Item 5. Interest in Securities of the Issuer
Item 5(a) of the original Schedule 13D is hereby amended by replacing the second and third paragraphs with the following:
The shares of Common Stock beneficially owned by AF IV Energy AIV B1, L.P. and AF IV (U), L.P., including the shares issuable upon exercise of the Warrants, represent approximately 20.2% and 8.3% of the shares of Common Stock outstanding, respectively. None of the shares of Common Stock beneficially owned by any other Purchaser represent 5.0% or more of shares of Common Stock outstanding.
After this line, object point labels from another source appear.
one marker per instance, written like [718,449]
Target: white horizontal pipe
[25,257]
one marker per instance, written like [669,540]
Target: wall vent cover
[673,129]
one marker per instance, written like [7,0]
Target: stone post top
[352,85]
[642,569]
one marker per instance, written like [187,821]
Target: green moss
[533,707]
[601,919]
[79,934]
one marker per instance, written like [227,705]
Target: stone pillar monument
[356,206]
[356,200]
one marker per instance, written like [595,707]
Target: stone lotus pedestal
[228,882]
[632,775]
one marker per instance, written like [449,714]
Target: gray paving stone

Each of the Reporting Persons, as a result of the relationships described in Item 2, may be deemed to directly or indirectly beneficially own the shares of Common Stock issuable upon exercise of the Warrants reported on the cover pages to this Schedule 13D for such Reporting Person.
See also items 11 and 13 of the cover pages to, and Item 2 of, this Schedule 13D for the aggregate number of shares of Common Stock and percentage of Common Stock beneficially owned by each of the Reporting Persons, that include 2,251,364 shares of Common Stock issuable upon exercise of the Warrants. The ownership percentages reported in this Schedule 13D are based on an aggregate of 17,245,636 shares of Common Stock outstanding as of January 13, 2017 as reported in the Merger Agreement (as defined below).
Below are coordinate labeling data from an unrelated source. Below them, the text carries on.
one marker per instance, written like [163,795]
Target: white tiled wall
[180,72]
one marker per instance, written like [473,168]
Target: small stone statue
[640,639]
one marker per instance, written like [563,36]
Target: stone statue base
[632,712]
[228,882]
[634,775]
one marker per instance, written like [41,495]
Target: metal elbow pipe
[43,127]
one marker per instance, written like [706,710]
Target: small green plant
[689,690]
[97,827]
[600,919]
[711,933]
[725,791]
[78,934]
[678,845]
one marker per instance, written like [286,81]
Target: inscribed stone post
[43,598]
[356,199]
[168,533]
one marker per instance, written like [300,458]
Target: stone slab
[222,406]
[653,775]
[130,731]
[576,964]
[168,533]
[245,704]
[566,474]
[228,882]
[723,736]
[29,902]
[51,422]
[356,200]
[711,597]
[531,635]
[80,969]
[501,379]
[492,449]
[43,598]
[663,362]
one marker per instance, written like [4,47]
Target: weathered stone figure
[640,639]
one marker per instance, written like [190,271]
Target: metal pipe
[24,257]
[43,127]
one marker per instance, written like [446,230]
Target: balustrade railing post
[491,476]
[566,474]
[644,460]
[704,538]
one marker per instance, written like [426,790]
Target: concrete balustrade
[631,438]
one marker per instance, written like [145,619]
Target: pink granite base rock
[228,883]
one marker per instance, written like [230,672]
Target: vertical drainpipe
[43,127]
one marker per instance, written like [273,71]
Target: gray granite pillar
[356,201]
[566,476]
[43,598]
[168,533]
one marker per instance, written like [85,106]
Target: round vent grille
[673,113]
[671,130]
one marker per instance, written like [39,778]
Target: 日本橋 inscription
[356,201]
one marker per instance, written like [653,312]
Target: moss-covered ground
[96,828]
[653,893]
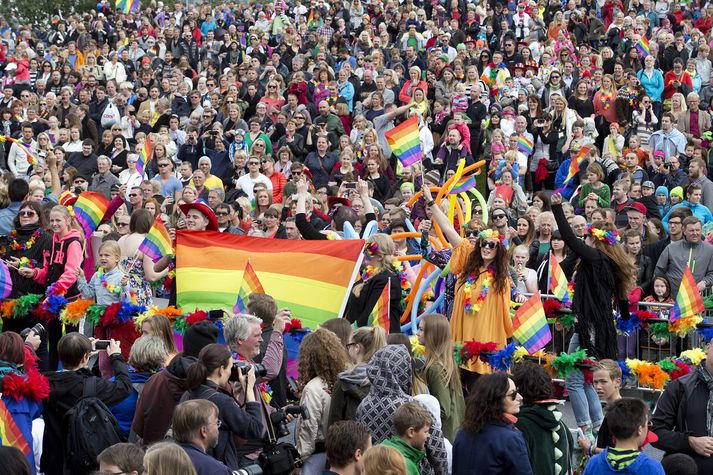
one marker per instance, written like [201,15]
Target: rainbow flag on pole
[145,156]
[688,300]
[557,283]
[311,278]
[530,325]
[250,284]
[157,242]
[10,433]
[525,145]
[405,141]
[379,316]
[89,210]
[642,46]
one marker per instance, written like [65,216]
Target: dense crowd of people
[590,122]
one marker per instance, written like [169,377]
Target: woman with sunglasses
[482,298]
[488,436]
Item 6. Contracts, Arrangements, Understandings or Relationships with Respect to Securities of the Issuer
Item 6 of the Original Schedule 13D is hereby amended to add the following:
Support Agreement
On January 13, 2017, Noble Energy, Inc. (Noble Energy), Wild West Merger Sub, Inc., a Delaware corporation and indirect wholly owned subsidiary of Noble Energy (Merger Sub), NBL Permian LLC, a Delaware limited liability company and indirect wholly owned subsidiary of Noble Energy (Merger Sub II), and the Issuer, entered into an Agreement and Plan of Merger (the Merger Agreement) pursuant to which Noble Energy will acquire the Issuer in exchange for a combination of shares of common stock, par value $0.01 per share, of Noble Energy and cash. Upon the terms and subject to the conditions of the Merger Agreement, (i) Merger Sub will merge with and into the Issuer (the Merger), with the Issuer continuing as the surviving corporation in the Merger and an indirect wholly owned subsidiary of Noble Energy, and (ii) thereafter, the Issuer will merge with and into Merger Sub II, with Merger Sub II continuing as the surviving company and an indirect wholly owned subsidiary of Noble Energy.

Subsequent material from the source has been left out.